Awesome, thank you. I don't know if I'll be able to take you up on it, but I might be able to escape house remodeling to do so.


----------



## silversprint (Nov 8, 2005)

PbFut said:


> If you want to still do Cal. and can't swing February, drive up to Willow Springs on the 2/11. Get there by 9:30 and look for a Blue M-Coupe #14. I'll take you out for a 20 minute session so you can get a feel for what it's all about. You can sit in a drivers meeting if you want. You can then stay and do another ride later or zip back home. 10 dollar gate fee and sign your life away with the officials is all it takes.


Do you provide complementary car sickness bags? 

Hagbeard don't forget your helmet.


----------



## #98 (Nov 26, 2003)

Previously I announced a March 4th open testing day at BRP...this will no longer be an open track day. Sorry.  However, if you're still looking to do something at BRP the track is hosting a performance driving school on 3/5.


----------



## sk8ermoo (Apr 18, 2005)

Well i'll be at the Redline event on the 10th of Feb. Is anyone else going to this? I'll be the LSB M3 there. It's gonna be fun! I've never done that track clockwise before. I've only done it twice counter clockwise. Anyone got any tips for certain turns that they've had trouble with?


----------



## silversprint (Nov 8, 2005)

sk8ermoo said:


> Well i'll be at the Redline event on the 10th of Feb. Is anyone else going to this? I'll be the LSB M3 there. It's gonna be fun! I've never done that track clockwise before. I've only done it twice counter clockwise. Anyone got any tips for certain turns that they've had trouble with?

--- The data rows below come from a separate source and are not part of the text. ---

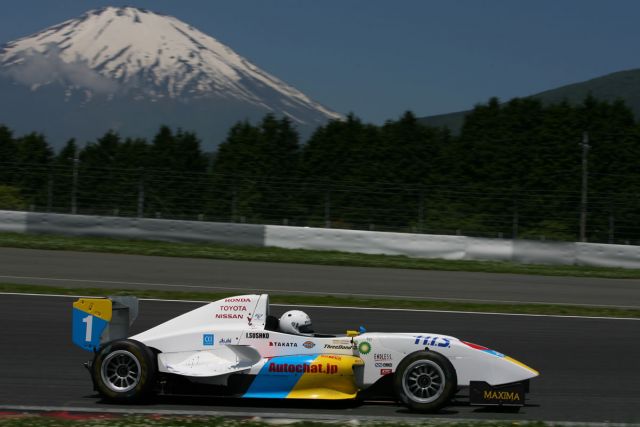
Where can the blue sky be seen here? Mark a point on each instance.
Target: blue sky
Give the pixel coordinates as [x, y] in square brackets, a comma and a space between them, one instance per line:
[378, 58]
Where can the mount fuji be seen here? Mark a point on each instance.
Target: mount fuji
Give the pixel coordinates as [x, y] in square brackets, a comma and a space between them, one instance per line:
[132, 70]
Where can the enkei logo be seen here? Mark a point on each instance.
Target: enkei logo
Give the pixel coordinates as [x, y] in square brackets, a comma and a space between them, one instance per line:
[434, 341]
[303, 368]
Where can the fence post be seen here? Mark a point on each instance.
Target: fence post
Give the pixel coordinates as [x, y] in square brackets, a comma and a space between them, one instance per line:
[141, 193]
[327, 209]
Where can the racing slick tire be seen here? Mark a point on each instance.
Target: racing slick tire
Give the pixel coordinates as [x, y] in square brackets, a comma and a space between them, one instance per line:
[425, 381]
[124, 371]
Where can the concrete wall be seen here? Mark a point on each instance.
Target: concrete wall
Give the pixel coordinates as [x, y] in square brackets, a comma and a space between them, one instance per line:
[370, 242]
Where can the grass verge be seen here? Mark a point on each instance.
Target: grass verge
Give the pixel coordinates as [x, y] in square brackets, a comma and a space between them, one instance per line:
[299, 256]
[329, 300]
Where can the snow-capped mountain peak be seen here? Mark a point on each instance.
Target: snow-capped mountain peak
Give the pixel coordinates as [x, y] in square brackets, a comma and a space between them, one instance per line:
[152, 55]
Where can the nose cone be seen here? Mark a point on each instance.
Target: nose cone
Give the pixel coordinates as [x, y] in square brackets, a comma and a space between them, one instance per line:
[522, 365]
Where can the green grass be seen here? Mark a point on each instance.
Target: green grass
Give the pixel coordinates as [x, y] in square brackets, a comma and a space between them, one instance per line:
[251, 253]
[329, 300]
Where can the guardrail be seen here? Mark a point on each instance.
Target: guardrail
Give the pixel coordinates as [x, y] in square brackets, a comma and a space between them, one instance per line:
[370, 242]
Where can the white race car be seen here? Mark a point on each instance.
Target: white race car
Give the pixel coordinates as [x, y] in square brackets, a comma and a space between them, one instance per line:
[233, 347]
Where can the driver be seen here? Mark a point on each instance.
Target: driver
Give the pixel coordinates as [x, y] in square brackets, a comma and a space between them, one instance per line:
[296, 322]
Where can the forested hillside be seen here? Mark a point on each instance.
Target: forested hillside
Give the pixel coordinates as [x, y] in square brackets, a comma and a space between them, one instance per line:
[515, 170]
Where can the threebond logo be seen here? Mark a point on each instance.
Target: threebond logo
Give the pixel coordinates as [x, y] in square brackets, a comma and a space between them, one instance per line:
[303, 368]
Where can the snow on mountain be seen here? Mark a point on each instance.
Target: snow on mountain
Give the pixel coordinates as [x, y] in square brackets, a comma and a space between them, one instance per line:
[151, 57]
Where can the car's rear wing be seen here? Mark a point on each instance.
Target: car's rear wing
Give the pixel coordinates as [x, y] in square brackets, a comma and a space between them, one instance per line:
[99, 320]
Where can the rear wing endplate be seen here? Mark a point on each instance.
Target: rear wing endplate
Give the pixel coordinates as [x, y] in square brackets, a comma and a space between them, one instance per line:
[99, 320]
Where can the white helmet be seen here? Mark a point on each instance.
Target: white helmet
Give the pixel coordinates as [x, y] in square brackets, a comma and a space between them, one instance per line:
[296, 322]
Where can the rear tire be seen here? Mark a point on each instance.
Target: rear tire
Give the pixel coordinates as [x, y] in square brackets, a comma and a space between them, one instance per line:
[124, 371]
[425, 381]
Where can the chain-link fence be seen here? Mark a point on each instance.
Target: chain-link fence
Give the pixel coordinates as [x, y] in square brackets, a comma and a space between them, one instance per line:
[379, 206]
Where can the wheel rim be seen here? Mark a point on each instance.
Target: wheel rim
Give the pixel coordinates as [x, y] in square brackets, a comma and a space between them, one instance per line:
[120, 371]
[423, 381]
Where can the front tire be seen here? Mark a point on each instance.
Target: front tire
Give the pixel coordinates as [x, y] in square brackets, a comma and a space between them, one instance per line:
[124, 371]
[425, 381]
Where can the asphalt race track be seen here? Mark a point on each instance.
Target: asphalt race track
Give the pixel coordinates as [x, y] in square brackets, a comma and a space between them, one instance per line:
[77, 269]
[589, 367]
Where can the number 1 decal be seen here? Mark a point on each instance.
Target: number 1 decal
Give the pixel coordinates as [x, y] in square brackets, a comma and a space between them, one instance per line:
[89, 321]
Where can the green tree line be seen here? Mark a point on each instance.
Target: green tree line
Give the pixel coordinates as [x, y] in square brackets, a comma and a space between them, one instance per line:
[514, 171]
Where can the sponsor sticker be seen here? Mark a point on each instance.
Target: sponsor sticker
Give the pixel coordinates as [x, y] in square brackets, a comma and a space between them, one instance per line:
[364, 347]
[303, 368]
[339, 346]
[282, 344]
[432, 341]
[237, 300]
[382, 356]
[257, 335]
[229, 316]
[331, 356]
[233, 308]
[481, 393]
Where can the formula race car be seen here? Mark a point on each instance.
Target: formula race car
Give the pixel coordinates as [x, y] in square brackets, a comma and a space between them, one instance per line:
[233, 347]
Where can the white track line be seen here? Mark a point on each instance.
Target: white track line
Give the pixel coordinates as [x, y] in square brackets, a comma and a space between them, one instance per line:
[294, 291]
[335, 307]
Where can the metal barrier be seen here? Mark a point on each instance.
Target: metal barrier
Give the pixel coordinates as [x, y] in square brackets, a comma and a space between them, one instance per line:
[370, 242]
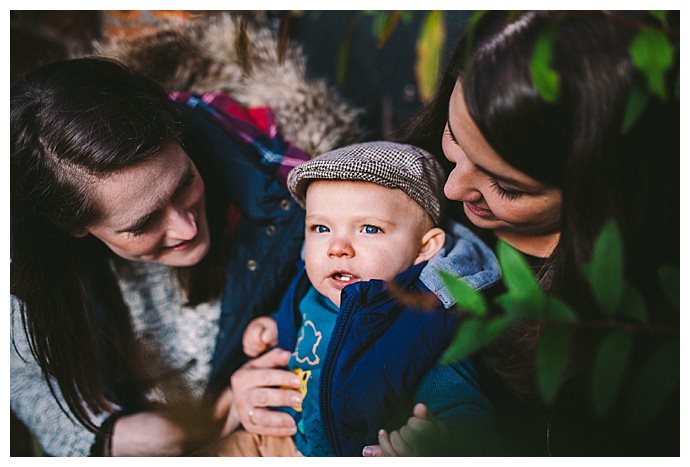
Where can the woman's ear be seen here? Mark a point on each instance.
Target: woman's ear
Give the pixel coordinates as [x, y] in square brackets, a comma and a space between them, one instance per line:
[80, 234]
[432, 242]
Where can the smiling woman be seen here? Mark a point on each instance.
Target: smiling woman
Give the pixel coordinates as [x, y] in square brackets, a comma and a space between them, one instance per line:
[163, 222]
[544, 171]
[147, 230]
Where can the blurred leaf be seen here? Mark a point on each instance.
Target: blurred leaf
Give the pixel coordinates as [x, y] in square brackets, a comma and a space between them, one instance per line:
[609, 365]
[378, 23]
[388, 28]
[545, 79]
[652, 53]
[552, 360]
[473, 334]
[518, 276]
[605, 271]
[344, 49]
[637, 101]
[633, 306]
[429, 50]
[406, 17]
[464, 294]
[469, 32]
[519, 308]
[660, 15]
[669, 279]
[654, 383]
[558, 311]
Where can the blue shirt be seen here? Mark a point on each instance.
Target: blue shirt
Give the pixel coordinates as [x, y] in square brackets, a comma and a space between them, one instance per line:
[318, 319]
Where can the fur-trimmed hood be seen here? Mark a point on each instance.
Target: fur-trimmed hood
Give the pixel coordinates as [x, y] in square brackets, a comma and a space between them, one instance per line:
[200, 56]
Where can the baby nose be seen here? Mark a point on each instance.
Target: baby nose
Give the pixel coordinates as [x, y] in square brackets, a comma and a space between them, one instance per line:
[340, 248]
[461, 185]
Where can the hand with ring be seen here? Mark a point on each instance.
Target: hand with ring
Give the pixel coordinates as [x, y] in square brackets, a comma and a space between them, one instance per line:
[262, 383]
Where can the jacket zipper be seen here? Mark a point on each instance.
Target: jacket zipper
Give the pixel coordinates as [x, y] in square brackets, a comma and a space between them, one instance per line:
[337, 338]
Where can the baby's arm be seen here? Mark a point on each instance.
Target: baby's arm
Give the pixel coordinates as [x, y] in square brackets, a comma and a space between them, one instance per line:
[261, 334]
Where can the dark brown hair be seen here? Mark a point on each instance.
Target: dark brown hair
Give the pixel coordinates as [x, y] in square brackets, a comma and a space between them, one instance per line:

Becareful going into the chicane until you find the correct line. Go in too fast or off line and either run right of the track or bounce off the curbs and bend a wheel. That chicane is notorious for bent wheels. Ask me how I know.:banghead:

Other than that the track is pretty fun.

There are plenty of videos on the net of SOW CW.

Are you planning to run California Speedway with Redline?


----------



## sk8ermoo (Apr 18, 2005)

silversprint said:


> Becareful going into the chicane until you find the correct line. Go in too fast or off line and either run right of the track or bounce off the curbs and bend a wheel. That chicane is notorious for bent wheels. Ask me how I know.:banghead:
> 
> Other than that the track is pretty fun.
> 
> ...


Thanks. I can see how the chicane can really mess you up. I have some videos on the net of SOW going CW so I think i'll be okay. I don't think i'll be going to Cal Speedway with Redline because of time restraints, but I'd bet it'd be really fun.


----------



## sk8ermoo (Apr 18, 2005)

Well it was really fun! It took me 2 sessions to figure out that you don't have to brake before the chicane and can just slingshot through until the end. It was probably the best track day i've had. I can't get enough


----------